Five people have been arrested so far in connection with the suspected drug trafficking operation.

No one was charged as of Thursday evening, but gardaí have gathered significant evidence in the case.

Multiple phones seized in the operation include “a highly encrypted device that we see at the highest level of international crime”, Chief Superintendent Séamus Boland of the Garda National Drugs and Organised Crime Bureau (GNDOCB) told a Kerry court this week. Phones and CCTV are currently being analysed in the investigation.

The so-called mothership is understood be some 200m in length and to have come from Brazil.

One man, aged 28, was arrested from the suspected mothership which was intercepted in the Shannon estuary on Wednesday. He was arrested on suspicion of facilitating or enhancing a criminal organisation to commit a serious offence, contrary to Section 72 of the Criminal Justice Act 2006, and has been detained at a garda station in Co Clare.

Four other men remained under questioning by gardaí in Killarney and Tralee on Thursday evening.
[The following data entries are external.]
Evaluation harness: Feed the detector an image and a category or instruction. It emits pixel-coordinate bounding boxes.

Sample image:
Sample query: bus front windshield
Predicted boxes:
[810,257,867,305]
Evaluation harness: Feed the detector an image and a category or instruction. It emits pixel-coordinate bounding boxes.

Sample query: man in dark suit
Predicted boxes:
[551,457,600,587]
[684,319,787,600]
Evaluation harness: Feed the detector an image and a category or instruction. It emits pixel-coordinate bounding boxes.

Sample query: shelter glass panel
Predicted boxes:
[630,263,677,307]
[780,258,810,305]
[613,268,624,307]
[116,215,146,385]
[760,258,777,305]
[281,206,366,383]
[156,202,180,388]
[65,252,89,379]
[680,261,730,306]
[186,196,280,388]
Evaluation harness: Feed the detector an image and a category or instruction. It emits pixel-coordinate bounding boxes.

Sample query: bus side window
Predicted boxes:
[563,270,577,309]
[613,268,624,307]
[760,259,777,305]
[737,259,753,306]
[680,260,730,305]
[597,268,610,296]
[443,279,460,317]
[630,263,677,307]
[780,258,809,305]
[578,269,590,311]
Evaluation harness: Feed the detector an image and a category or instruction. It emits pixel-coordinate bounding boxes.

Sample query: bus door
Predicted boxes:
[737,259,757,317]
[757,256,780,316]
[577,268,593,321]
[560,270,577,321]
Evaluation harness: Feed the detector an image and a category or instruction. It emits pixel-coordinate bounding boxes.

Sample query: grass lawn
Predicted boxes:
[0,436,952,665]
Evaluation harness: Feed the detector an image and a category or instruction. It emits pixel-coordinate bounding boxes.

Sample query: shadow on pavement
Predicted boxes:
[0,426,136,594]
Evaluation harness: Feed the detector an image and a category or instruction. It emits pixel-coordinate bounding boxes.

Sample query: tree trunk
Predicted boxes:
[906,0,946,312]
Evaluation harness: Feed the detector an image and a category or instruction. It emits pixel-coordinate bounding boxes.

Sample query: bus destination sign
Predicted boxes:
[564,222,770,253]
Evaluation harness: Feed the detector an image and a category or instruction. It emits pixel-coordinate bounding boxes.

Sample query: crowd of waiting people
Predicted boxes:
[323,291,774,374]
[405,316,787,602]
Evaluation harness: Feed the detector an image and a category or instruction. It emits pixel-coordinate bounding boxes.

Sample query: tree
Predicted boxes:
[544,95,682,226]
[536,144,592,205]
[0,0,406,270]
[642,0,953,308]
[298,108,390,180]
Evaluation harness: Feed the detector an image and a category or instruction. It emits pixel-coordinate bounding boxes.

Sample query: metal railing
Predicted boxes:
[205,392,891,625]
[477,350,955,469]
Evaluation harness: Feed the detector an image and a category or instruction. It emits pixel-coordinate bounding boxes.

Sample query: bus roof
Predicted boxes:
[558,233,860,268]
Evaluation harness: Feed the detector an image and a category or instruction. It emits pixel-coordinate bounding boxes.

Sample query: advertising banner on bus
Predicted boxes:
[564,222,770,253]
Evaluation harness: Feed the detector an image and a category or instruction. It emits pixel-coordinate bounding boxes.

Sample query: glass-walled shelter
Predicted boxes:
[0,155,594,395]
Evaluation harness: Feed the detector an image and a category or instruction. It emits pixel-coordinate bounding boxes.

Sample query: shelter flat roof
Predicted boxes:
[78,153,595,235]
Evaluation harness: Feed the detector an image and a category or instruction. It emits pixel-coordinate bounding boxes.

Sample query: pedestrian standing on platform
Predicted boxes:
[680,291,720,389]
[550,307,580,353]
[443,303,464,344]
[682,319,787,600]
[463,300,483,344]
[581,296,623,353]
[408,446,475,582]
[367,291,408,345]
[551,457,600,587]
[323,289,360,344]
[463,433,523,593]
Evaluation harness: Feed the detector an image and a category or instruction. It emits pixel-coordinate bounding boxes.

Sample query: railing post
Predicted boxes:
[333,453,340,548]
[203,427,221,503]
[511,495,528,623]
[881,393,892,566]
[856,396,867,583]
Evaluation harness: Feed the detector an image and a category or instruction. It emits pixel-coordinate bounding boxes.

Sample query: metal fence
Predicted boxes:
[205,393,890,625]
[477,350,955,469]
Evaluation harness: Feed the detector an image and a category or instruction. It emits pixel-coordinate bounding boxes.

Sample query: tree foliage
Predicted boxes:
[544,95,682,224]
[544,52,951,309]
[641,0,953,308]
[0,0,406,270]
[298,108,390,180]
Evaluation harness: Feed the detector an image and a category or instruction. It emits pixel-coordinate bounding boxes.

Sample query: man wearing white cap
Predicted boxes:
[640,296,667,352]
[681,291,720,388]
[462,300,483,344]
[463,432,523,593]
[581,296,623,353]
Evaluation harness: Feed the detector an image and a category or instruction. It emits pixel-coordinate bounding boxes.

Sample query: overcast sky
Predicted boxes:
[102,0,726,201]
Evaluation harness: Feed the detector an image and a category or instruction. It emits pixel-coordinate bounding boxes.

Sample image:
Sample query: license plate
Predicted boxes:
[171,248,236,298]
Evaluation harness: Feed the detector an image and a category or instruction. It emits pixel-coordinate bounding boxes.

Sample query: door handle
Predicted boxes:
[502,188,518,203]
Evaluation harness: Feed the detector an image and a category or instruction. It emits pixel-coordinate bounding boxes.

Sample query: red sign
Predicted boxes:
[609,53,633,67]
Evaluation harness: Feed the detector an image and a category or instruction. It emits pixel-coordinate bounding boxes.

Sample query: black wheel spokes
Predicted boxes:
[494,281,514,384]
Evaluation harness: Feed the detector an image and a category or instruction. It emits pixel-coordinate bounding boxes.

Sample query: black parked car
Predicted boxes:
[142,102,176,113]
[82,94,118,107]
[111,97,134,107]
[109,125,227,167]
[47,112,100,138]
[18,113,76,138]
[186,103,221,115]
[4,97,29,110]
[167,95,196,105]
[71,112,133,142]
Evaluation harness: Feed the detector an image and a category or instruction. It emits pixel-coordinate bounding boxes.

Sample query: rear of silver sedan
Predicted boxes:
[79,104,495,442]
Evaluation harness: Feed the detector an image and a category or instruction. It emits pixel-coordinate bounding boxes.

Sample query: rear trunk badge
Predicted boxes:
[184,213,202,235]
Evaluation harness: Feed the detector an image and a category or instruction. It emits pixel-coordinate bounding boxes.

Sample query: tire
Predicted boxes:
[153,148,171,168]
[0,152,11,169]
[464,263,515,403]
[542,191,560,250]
They were arrested in the early hours of Monday on suspicion of assisting organised crime in the importation of controlled drugs from a mothership off the coast of Kerry.

Detention extended

At a special sitting of Killarney District Court on Tuesday night, their period of detention was extended until Friday evening. The men are aged 30, 31, 39 and 45.

One of the men has an address in Derry, one is a Serbian national with an address in Manchester, and two men have addresses in Glasgow.

The men were arrested at 5.20am on Monday on their way back from Meenogahane pier, near Ballyheigue, in a Land Rover. They had left the pier after midnight in a rigid inflatable boat that had been fitted with powerful engines.

They were arrested under Section 72 of the Criminal Justice Act 2006 on suspicion of enhancing or facilitating the ability of a criminal organisation to commit a serious offence, namely the importation and possession for supply of controlled drugs.

Night vision equipment, several phones, and highly encrypted devices were seized by gardaí. No drugs have been seized.

Investigators now believe that a substantial shipment of drugs, valued at up to €100m, was transferred from a mothership to a smaller vessel off the Kerry coast in the early hours of Monday morning. The transfer is believed to have taken place a significant distance offshore.

Collaborative efforts

Vast resources are being deployed, and investigating gardaí are liaising with a number of international police agencies — including Interpol, Europol, maritime crime investigators in Portugal, and British agencies.

The operation was intelligence-led, with MAOC-N — a European forum to tackle illicit drug trafficking based in Lisbon — sharing information on the suspected drug trafficking operation with Irish authorities, it is understood.

The 200m-long cargo vessel came from Brazil, it is understood. A ship of this size would generally take 15 to 20 crew.

The boat may have left Brazil without any suspected drug cargo, with drugs possibly loaded by traffickers while the ship was at sea.

Motherships are now known to travel internationally, dropping off drugs to smaller vessels or ejecting them into the water at agreed positions to be collected by smaller boats. Drugs can be passed between smaller boats while at sea in a bid to evade authorities.

It has been suspected that criminals have targeted the Irish coast, particularly the West, as it is not heavily patrolled and small boats can easily leave the shore at night to make collections from larger motherships with limited chances that they will be detected by authorities.